Летающая В Темных Покоях, Приходящая В Ночи
Шрифт:
Чернота южной ночи меж тем сгустилась еще больше, так что моэль неожиданно испытал затруднение при дыхании. Он натянул поводья так, что лошадь тотчас замотала головой, будто бы соглашаясь с решением хозяина остановиться.
— Ах, как вы точно остановились, реб Хаскель, — сказала вдруг попутчица со смешком. — Я так и знала, что вы точно привезете меня к моему дому.

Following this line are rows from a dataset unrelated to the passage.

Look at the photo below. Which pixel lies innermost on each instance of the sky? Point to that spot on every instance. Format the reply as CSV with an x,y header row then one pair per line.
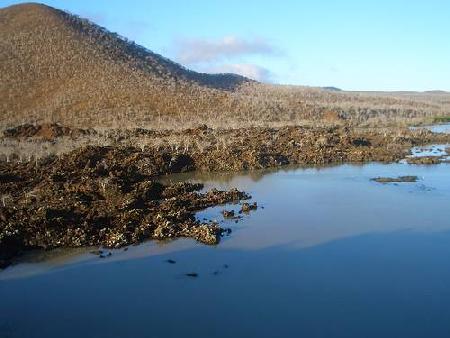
x,y
354,45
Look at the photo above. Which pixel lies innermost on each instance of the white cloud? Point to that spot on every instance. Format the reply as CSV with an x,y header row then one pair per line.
x,y
193,51
251,71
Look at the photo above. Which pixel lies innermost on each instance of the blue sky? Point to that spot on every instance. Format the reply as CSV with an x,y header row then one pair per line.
x,y
354,45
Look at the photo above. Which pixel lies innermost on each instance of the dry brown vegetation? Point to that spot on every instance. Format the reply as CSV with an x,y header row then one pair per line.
x,y
56,67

Моэль тревожно завертел головой, а только никакого дома поблизости не увидал. И то сказать: темень вокруг царила непроглядная. Коль остановишься подле человечьего жилища, пусть даже и в темноте, так непременно угадаешь его присутствие по слабому теплу, исходящему от стен. А тут никакого тепла не почувствовал Хаскель; напротив, ледяным холодом тянуло со всех сторон. Будто в погреб глубокий спустились. И так усиливался холод, что моэля нашего дрожь пронизала от затылка до пяток, он покрепче ухватился за кнут, чтобы не обронить его.

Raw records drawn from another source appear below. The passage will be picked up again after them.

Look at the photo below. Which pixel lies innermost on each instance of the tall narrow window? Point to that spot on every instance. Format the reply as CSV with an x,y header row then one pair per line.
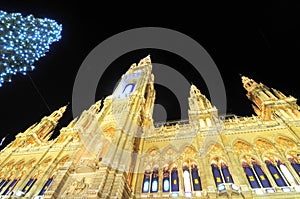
x,y
174,179
10,187
186,179
4,183
154,180
275,174
287,174
261,175
46,186
217,174
29,185
295,165
250,175
226,173
166,179
196,178
146,181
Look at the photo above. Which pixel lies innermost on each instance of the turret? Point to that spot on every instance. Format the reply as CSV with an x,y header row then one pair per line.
x,y
39,133
201,113
268,103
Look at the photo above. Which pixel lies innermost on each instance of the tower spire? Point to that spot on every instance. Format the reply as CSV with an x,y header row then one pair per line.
x,y
267,102
201,113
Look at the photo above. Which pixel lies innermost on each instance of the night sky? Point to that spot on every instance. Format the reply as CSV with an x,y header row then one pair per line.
x,y
260,41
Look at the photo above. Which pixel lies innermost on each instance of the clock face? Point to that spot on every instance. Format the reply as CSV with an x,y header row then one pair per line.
x,y
128,84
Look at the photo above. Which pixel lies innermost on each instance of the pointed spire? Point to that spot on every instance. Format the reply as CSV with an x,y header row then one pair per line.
x,y
200,102
145,61
95,108
56,115
248,83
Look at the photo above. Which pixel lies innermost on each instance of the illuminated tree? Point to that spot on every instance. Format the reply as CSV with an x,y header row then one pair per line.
x,y
23,40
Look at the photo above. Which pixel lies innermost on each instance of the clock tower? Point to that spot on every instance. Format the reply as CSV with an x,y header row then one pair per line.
x,y
126,116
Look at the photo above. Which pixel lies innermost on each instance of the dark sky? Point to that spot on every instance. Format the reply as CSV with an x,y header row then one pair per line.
x,y
260,41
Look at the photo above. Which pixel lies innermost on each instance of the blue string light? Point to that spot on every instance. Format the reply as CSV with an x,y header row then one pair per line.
x,y
23,40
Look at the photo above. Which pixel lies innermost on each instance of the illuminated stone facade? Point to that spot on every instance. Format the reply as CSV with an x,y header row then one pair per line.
x,y
114,150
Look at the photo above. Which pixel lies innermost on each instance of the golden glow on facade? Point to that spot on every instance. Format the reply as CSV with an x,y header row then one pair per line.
x,y
114,150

Все же попытался Хаскель улыбнуться:
— Что же… — пробормотал он. — Что же, госпожа моя, темно… Не вижу я дома, но, коли вы сказали, значит, есть… Так и прощайте,
Только она даже не пошевелилась, движенья даже слабого не сделала, чтобы выйти из повозки. Сидела неподвижно, да посматривала на яворицкого моэля. И вот ведь удивительное какое дело, вроде бы и темень вокруг непроглядная, луну закрыли тучи, и звезды тоже, — а вот поди ж ты, очень ясно видел реб Хаскель лицо своей попутчицы и спасительницы. И чем дальше смотрел, тем меньше ему это лицо нравилось. То есть, красота женщины никаких изменений не претерпела, а только в красоте этой видел теперь моэль что-то недоброе. И не видел даже, а чувствовал, необъяснимым образом понимал: самое-то страшное в сегодняшнем приключении у него не позади, а впереди, да, впереди…
Меж тем попутчица улыбнулась ему в ответ на робкую его улыбку (нет, не улыбку вовсе — гримасу), да так, что от белизны ее зубов на миг осветилось словно бы все вокруг.
— Проводили бы вы меня до двери, реб Хаскель, — сказала она вдруг. — Тут ведь десять шагов, не больше. А с лошадью вашей ничего не случится, лошадка ваша постоит на месте, куда ей бежать-то? — Попутчица протянула ему руку. — Ну, хоть сойти с вашей подводы помогите, что же вы, реб Хаскель? Такой учтивый кавалер, а тут вот нате вам.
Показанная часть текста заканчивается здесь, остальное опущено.